Charles’ service records confirm that he was 5ft 5ins (1.65m) tall and weighed 140lbs (63.5kg). He was noted as having a mole on his left shoulder and an upper denture.

Private Newbery was sent to France in April 1916 and, a little over a year later, was promoted to Bombardier. He was attached to the 137th Heavy Battery and all seemed to be going reasonably well for him. He had ten days’ in England in July 1917, and a further two weeks’ in March 1918.

On 13th August 1918, possible during the Battle of Amiens, Charles was injured by a gun shot wound to his right leg. He was initially treated at the 47th General Hospital at Le Treport on the French coast, but was medically evacuated to Britain for further treatment.
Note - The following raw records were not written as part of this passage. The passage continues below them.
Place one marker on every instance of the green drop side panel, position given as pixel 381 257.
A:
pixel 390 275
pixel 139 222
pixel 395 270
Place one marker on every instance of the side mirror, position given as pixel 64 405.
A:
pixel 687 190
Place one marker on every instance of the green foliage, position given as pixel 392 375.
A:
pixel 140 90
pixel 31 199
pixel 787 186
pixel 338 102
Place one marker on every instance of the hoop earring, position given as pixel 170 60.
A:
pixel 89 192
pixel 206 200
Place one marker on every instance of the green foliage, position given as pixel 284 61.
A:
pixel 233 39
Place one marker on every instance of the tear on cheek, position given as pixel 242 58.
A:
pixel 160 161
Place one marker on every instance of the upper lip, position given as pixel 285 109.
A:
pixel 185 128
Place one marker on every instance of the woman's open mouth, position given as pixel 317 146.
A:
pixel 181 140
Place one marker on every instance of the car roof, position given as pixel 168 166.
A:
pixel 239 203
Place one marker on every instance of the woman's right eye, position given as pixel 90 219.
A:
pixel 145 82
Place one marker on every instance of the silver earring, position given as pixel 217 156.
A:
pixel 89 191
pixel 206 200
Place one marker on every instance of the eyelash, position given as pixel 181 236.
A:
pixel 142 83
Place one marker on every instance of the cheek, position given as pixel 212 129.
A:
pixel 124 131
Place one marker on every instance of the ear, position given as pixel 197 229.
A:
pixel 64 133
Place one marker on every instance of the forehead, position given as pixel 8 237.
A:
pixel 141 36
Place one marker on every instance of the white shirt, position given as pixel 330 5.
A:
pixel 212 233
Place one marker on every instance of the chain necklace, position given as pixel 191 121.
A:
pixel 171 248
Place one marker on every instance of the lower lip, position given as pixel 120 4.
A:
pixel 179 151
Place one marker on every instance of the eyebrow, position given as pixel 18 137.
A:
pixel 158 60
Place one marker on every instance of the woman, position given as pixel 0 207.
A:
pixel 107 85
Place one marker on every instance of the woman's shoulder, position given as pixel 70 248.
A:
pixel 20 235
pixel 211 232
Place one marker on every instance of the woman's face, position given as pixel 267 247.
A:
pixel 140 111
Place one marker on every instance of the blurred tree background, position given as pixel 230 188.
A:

Charles was moved to the 4th Northern General Hospital in Lincoln. To complicate matters, he had contracted bronchitis and, while his injury was being managed, it was a combination of the lung condition and cardiac failure to which he succumbed. Private Newbery passed away on 2nd September 1918, his mother and sisters by his side. He was just 23 years of age.

Charles James Anderson Newbery was taken back to Somerset for burial. He was laid to rest in Crewkerne’s Townsend Cemetery, not far from the family home.


Bombardier Charles Newbery
(from ancestry.co.uk)

Edith had to write to the regimental office three times to get her late son’s belongings back, and in the end it took more than six months to do so. She received the items he had on him in Lincoln in April 1919: they included and “upper row [of] teeth, cigarette case, wallet containing letters, hair brush [and] comb, disc, letter, wristlet watch, note paper and envelopes.”